Io, umile studente di Lettere, sono ohimé costretto a fare Mea Culpa, poiché in questo Giovane Favoloso ho visto poche favole, e certo non ci ho visto un capolavoro. Ciò che ho visto non è stato che uno svilimento della figura del Conte Giacomo Leopardi, secolarizzato e, cosa assai più tremenda, sessualizzato. Secolarizzato in quanto il pensiero puro del poeta non viene fuori, ciò che lo ha reso immortale viene messo in un angolo e riassunto in patetiche recite di brani (abbastanza banalmente) scelti, per lasciare più spazio agli aspetti più grettamente materialistici della vita del’autore, facendolo entrare di diritto in quella “folla imbarbarita degli evi persi” (citando Gadda) da cui Leopardi ha sempre voluto spasmodicamente sottrarsi.

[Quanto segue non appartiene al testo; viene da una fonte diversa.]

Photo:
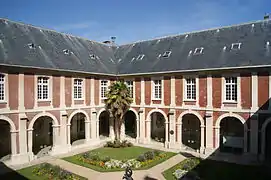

Allo svilimento del pensiero leopardiano ci pensa egregiamente la perpetua sessualizzazione che si ha del Conte, prima con le sbirciatine alla finestra d’una evitabilissima “Silvia”, poi con l’eccessivo peso narrativo dato alla storia d’amore non corrisposto con la bella Fanny Targioni Tozzetti.
Se queste attenzioni possono essere certo spiegate come tentativi di rendere il prodotto più appetibile agli intamontabili romanticoni, certo restano di cattivo gusto e completamente insensate le sbirciate che Elio Germano/Giacomo Leopardi dà all’amico Ranieri nudo e la vicenda col femminiello nel bordello di Napoli.
Insomma, oggi è di moda fare velate allusioni a presunte omosessualità, perché Martone non avrebbe dovuto timbrare il cartellino?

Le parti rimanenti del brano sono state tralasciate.